---
base_model: unsloth/Qwen3-Coder-30B-A3B-Instruct
library_name: peft
pipeline_tag: text-generation
license: apache-2.0
language:
  - en
tags:
  - security
  - cve
  - patches
  - backporting
  - opensuse
  - suse
  - linux
  - code-generation
  - lora
  - qlora
  - moe
  - mixture-of-experts
  - qwen3
  - unsloth
datasets:
  - anicka/cve-backport-codegen-dataset
model-index:
  - name: cve-backport-codegen-v5-qwen3-coder-30b-a3b
    results:
      - task:
          type: text-generation
          name: Security Patch Backporting
        dataset:
          type: anicka/cve-backport-codegen-dataset
          name: CVE Backport Codegen Dataset
        metrics:
          - name: Recall
            type: recall
            value: 0.919
          - name: Precision
            type: precision
            value: 0.916
          - name: Exact Match
            type: exact_match
            value: 0.87
---

# CVE Backport Codegen v5 — Qwen3-Coder-30B-A3B QLoRA (MoE)

Fine-tuned code generation model for backporting upstream CVE security fixes
to older SUSE/openSUSE package versions. Given vulnerable source code and an
upstream fix description, the model outputs the corrected code. A separate
tool then diffs the output against the original to produce a patch.

This is the **MoE sibling** of the dense v5 model, available at
[openSUSE/CVE-Backport-Qwen2.5-Coder-32B](https://huggingface.co/openSUSE/CVE-Backport-Qwen2.5-Coder-32B)
(and mirrored at [anicka/cve-backport-codegen-v5-qwen25-32b](https://huggingface.co/anicka/cve-backport-codegen-v5-qwen25-32b)).
Same dataset, same task, same recall target — but built on Qwen3-Coder-30B-A3B's
sparse Mixture-of-Experts architecture (30B total params, 3B active, 128 experts,
top-8 routing). The result is **equivalent quality with roughly 10× faster
inference** because generation touches only ~3B parameters per token.

## Why MoE?

v5 Qwen2.5-Coder-32B dense works well (93.1% recall on n=100) but is slow
to serve in batch CVE backport workflows.
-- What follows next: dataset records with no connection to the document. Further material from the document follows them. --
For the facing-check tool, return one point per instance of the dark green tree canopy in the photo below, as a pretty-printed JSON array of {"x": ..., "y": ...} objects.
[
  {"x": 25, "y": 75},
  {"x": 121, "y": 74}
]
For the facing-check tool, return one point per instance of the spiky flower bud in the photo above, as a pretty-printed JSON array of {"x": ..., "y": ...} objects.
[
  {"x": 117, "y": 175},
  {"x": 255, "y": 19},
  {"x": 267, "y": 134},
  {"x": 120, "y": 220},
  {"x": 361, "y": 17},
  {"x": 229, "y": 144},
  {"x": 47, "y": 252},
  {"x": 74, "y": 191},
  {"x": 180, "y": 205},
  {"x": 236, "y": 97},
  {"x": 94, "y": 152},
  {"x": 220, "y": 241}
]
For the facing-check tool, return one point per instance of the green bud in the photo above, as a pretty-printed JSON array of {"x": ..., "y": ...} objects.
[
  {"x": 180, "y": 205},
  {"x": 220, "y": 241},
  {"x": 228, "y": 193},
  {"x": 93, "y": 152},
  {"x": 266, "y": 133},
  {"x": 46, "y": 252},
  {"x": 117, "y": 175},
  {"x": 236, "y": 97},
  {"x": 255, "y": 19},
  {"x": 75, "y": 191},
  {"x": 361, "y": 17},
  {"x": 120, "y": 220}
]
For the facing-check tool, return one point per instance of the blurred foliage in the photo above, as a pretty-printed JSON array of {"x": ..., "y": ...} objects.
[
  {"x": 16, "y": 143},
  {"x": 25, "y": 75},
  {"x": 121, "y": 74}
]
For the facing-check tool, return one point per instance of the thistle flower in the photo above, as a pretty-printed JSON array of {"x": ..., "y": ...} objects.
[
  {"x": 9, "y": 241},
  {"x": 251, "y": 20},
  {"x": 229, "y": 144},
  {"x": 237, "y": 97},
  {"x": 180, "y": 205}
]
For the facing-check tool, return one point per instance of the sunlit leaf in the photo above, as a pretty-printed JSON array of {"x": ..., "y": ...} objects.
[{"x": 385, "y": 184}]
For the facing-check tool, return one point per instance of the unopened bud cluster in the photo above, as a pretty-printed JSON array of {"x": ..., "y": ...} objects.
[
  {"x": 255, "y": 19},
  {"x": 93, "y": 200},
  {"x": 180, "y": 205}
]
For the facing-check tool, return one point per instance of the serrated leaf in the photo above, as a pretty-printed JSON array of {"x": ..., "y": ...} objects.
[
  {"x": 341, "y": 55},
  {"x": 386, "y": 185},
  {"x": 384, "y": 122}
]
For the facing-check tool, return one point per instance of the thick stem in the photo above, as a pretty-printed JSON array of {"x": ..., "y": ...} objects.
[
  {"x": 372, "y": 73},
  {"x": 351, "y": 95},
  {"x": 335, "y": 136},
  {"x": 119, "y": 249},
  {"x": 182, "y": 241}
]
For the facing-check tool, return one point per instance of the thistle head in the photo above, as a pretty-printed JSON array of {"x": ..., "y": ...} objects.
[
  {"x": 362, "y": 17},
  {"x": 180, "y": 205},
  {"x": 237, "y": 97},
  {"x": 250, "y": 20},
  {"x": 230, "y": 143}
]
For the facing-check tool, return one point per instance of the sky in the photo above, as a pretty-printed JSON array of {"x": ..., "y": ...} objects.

Qwen3-Coder-30B-A3B offers the
same code specialization with sparse activation, which is a big deal when
you need to process hundreds of CVEs in a maintenance cycle.

The open question was whether MoE would train cleanly under QLoRA on a
single GPU. It does, thanks to [unsloth](https://github.com/unslothai/unsloth)'s
dedicated fused-3D expert parameter LoRA code path (PEFT's `target_parameters=`
API applied to `mlp.experts.gate_up_proj` and `mlp.experts.down_proj`), which
sidesteps the per-expert `nn.Linear` layout of older transformers while still
reaching every expert in the network.

## Evaluation

Evaluated on 100 held-out examples from the cve-backport-codegen-dataset's
official eval split, using the same diff-based recall/precision metric as
v5 dense. Inference at temperature 0, max_new_tokens 2048, via unsloth's
FastLanguageModel on a single H100 NVL (split across both H100s via two
eval workers for wall-time efficiency).

### Overall (n=100)

| Metric | **Qwen3-Coder MoE (this model)** | v5 dense reference |
|--------|:---:|:---:|
| Avg recall | **91.9%** | 93.1% |
| Avg precision | **91.6%** | 94.4% |
| **Exact match** | **87/100** | 83/100 |
| Perfect (recall ≥ 95%) | 90/100 | 90/100 |
| Failures (recall < 10%) | 5/100 | 3/100 |

**Same apples-to-apples n=100 methodology as v5.** Recall is 1.2 pt below
v5 dense, precision is 2.8 pt below, but **exact-match count is actually
higher** (87 vs 83) — the MoE model nails more patches character-for-character
even though it has slightly more near-misses that cost a few recall points
overall.

### By Tier (n=100)

| Tier | Count | **MoE recall** | v5 dense recall |
|------|:-----:|:--------------:|:---------------:|
| **Identical** (upstream applies as-is) | 85 | 92.1% | 93.7% |
| **Adapted** (requires modification) | 15 | **90.3%** | 90.0% |

**Adapted tier is a statistical tie** with v5 dense — the MoE model is
marginally ahead on the harder tier where structural reasoning matters
most. Identical tier is 1.6 pt behind.

### The Training Trajectory (n=20 instrumentation)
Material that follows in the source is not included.